A - Principales caractéristiques du système olfactif chez les vertébrés :

A3.1. La recherche des cellules souches :

L'attrait de cette neurogenèse olfactive chez l'adulte s'est, bien évidemment, portée sur l'ambition de découvrir les cellules qui sont à l'origine de ce lignage. On doit la plus grande partie des travaux à Anne Calof ainsi qu'à ses collaborateurs (pour revue voir Calofa et al., 1998). Si les observations in vivo désignaient les cellules basales globulaires en tant que candidates potentielles (Caggiano et al., 1994), les approches in vitro ont montré qu'il ne s'agit pas des cellules souches.

La mise en culture d'explant d'épithélium olfactif prouvait bien une capacité des cellules globulaires à acquérir le phénotype neuronal (N-CAM) et à se différencier en neurones olfactifs, mais le système in vitro n'était pas viable. En effet, les cellules globulaires ne se renouvellent pas. Elles ne produisent qu'une mitose qui aboutit à deux cellules filles dont chacune présente le phénotype N-CAM. Ces cellules ne sont en fait que les précurseurs immédiats des neurones olfactifs (INPs) et n'ont pas la capacité de se renouveler (Calof et Chikaraishi, 1989). Cependant, les auteurs ont constaté que l'incorporation, dans le milieu de culture, du facteur de croissance fibroblastique de type 2 (FGF-2) pouvait augmenter la prolifération pendant 4 jours de cellules très rares dans l'explant (DeHamer et al., 1994).
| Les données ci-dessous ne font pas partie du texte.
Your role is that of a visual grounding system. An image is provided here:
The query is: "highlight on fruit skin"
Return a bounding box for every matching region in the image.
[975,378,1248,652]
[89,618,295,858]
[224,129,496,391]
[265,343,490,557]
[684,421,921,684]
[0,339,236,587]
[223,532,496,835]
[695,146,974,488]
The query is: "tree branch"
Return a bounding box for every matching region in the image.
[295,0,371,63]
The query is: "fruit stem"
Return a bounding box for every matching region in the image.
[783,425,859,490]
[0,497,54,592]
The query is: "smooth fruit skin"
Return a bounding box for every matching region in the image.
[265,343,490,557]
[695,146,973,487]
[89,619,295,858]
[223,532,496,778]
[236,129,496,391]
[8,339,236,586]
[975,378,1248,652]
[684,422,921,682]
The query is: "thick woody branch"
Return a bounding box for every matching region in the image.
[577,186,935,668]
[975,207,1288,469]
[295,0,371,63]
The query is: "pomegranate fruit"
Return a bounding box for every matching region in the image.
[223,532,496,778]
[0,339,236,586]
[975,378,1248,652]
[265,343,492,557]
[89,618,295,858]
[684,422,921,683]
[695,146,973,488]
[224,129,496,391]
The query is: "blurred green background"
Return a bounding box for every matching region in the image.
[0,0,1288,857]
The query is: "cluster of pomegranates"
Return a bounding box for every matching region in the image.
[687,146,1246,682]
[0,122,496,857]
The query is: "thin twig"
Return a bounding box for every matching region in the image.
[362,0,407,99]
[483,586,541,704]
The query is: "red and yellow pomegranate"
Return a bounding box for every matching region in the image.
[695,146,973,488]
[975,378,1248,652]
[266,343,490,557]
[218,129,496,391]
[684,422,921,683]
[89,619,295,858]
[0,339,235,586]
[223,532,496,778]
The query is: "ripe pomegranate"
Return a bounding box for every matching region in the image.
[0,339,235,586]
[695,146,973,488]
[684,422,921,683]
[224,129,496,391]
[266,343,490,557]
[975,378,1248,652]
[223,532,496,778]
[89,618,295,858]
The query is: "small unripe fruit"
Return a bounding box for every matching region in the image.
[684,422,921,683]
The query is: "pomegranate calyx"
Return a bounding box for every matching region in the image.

Ces deux résultats ont tout de même permis de déduire deux hypothèses sur le profil des cellules souches. La première était que ces cellules ne devaient pas comporter de phénotype N-CAM positif étant donné que les précurseurs immédiats ne l'ont pas. La deuxième, basée sur les effets du FGF-2, supposait l'existence de facteurs de croissance qui pourraient provenir in vivo du stroma sous-jacent à l'épithélium olfactif (la sous-muqueuse) et qui seraient susceptibles de jouer un rôle dans le maintien de la neurogenèse. Ainsi, la sélection des cellules suivant le phénotype N-CAM négatif, suivie d'une co-culture avec des extraits de sous muqueuse olfactive a permis d'isoler une colonie cellulaire présentant les caractéristiques des cellules souches (Mumm et al., 1996; Calofa et al., 1998). Comme pour le système hématopoétique, ces cellules sont très rares (1 / 3600) (Dexter et Spooncer, 1987). Elles sont capables de se renouveler pendant 13 jours in vitro et de se différencier en neurones olfactifs matures. Calofb et son groupe (1998) ont également observé que les neurones olfactifs matures exercent une régulation négative sur la production des cellules souches. Par conséquent, le nombre de neurones olfactifs pourrait être régulé en agissant sur la genèse des cellules souches. On ne sait toujours pas si la neurogenèse olfactive répond à la levée de ce signal inhibiteur permanent ou bien, au contraire, à un signal déclencheur.

L'absence, pour le moment, de marqueur moléculaire spécifique pour ces cellules potentiellement souches ne permet pas de les distinguer des autres types cellulaires.